„Ach, wär’ ich doch daheim, ach, wär’ ich doch daheim,“ jammerte Suse da.
Hans war kreidebleich. Der Schrecken über Suses Flucht und der Spektakel am Schilderhaus hatten ihm auch etwas die Fassung geraubt. Und nun sagte er sich, daß sie sich verlaufen hätten und wohl zu spät zur Schule kämen.
Wie die beiden noch so rat- und hilflos dastanden, nahte mit einem Male ein Retter.
Ein Knabe kam des Wegs, der die beiden Dorfkinder schon aus der Ferne musterte.
Unter seinem Arm schleppte er ein Paket Bücher, die Nase mit den Sommersprossen trug er keck in der Luft, die Mütze hatte er tief in die Stirn gezogen, und seine blitzenden blauen Augen richteten sich dreist jedem Vorübergehenden in das Gesicht.
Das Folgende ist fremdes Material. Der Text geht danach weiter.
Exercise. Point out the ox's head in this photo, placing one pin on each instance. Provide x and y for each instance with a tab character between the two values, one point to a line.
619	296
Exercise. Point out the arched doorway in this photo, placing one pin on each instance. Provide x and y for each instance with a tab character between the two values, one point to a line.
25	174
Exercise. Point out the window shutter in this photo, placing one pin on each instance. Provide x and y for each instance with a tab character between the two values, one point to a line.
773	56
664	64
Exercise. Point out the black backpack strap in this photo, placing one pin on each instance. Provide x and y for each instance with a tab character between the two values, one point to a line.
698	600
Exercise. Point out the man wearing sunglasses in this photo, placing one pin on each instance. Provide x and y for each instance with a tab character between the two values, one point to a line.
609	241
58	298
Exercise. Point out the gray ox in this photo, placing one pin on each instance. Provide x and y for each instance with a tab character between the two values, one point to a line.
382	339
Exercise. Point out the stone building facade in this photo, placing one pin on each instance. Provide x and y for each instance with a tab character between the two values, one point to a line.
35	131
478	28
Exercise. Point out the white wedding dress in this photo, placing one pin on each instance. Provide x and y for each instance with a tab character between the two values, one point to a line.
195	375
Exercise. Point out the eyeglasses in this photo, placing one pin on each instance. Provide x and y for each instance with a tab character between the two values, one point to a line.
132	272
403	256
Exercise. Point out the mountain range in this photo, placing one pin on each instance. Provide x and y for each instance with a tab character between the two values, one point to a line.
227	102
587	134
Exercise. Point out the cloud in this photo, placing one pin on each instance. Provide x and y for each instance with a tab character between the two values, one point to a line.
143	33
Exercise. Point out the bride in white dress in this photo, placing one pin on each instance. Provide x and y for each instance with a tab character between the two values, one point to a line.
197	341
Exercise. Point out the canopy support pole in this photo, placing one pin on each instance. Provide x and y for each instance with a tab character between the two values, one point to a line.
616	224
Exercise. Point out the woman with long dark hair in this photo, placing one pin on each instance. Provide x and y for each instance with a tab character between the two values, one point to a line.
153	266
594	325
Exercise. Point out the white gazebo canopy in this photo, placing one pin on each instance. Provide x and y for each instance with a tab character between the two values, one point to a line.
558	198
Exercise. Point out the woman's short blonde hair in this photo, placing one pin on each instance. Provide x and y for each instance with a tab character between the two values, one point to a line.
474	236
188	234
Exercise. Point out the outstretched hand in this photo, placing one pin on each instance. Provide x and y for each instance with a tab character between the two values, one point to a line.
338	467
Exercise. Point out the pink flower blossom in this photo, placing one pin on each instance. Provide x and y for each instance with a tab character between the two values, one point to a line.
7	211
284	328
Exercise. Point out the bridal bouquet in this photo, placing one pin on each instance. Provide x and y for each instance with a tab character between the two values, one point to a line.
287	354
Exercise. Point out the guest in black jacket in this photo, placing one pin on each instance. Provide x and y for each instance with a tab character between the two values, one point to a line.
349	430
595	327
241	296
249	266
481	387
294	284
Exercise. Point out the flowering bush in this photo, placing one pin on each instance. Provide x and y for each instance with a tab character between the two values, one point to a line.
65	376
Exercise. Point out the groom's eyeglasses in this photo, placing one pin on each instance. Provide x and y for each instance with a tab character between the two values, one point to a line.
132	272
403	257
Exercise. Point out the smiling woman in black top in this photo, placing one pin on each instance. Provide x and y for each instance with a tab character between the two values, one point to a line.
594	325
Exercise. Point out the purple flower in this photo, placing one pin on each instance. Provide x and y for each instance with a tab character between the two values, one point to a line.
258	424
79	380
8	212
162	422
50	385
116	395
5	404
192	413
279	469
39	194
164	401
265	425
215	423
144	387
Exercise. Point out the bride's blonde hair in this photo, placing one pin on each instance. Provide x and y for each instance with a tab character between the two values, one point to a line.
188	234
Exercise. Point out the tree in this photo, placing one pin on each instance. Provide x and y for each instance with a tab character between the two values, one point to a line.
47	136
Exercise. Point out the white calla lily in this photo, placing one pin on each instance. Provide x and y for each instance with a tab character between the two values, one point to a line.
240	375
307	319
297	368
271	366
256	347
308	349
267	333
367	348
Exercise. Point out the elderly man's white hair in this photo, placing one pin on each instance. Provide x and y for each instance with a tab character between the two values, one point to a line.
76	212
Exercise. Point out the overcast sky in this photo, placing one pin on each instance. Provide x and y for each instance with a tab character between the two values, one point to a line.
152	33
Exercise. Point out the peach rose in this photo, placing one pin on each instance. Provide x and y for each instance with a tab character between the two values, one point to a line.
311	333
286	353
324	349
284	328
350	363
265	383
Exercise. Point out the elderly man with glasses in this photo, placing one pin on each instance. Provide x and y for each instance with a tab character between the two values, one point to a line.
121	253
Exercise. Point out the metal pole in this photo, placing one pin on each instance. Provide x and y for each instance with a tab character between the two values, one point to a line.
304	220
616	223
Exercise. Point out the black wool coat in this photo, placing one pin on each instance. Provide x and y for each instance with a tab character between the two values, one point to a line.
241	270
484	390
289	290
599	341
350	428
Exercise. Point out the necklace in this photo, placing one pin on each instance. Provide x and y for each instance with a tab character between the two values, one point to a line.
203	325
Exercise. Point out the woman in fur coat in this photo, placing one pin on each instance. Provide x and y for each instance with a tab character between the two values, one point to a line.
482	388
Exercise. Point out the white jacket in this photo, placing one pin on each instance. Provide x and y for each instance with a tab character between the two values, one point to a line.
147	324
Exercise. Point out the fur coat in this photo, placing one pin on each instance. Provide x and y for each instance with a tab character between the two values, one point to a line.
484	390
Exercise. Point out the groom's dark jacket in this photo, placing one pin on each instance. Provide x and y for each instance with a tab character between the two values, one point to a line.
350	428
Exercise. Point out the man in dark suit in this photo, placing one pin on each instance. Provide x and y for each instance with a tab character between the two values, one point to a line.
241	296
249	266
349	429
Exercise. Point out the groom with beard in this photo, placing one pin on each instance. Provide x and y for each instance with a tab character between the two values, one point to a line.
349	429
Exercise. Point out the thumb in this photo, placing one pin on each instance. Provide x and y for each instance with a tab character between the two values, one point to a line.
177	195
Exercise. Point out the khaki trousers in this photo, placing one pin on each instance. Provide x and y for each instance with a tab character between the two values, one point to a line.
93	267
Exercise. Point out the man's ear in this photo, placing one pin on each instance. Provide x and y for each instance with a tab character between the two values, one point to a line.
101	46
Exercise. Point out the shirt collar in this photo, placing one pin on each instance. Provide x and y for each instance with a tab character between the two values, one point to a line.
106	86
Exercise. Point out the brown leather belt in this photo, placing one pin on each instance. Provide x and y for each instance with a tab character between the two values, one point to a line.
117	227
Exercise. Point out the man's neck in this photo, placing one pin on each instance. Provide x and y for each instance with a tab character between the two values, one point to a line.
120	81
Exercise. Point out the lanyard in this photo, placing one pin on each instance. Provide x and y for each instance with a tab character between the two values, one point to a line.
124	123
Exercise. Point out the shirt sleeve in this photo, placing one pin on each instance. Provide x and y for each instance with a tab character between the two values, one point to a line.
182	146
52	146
„Servus,“ rief er plötzlich, daß es über die Straße schallte, „da schlag doch einer lang hin! Seh’ ich recht?“
Hans und Suse horchten auf, folgten der Richtung des Rufes, erkannten den Rufer und jubelten laut: „Theobald, Theobald!“
Ja, er war’s! Theobald, einer ihrer zahlreichen Vettern. Die Krone ihrer Vettern sozusagen.
Dieser Knabe hatte sie nämlich schon einige Male mit seinen Besuchen in ihrem einsamen Gebirgsdorfe beehrt und auch seine letzten Ferien dort verbracht. Damals war zwar viel öfters als sonst in der Hand ihres Vaters, des Doktors, eine geschmeidige Haselgerte zu sehen gewesen, die dann auf Theobalds Rücken lustige Tänze ausgeführt hatte.
Aber schöne Zeiten waren’s doch gewesen.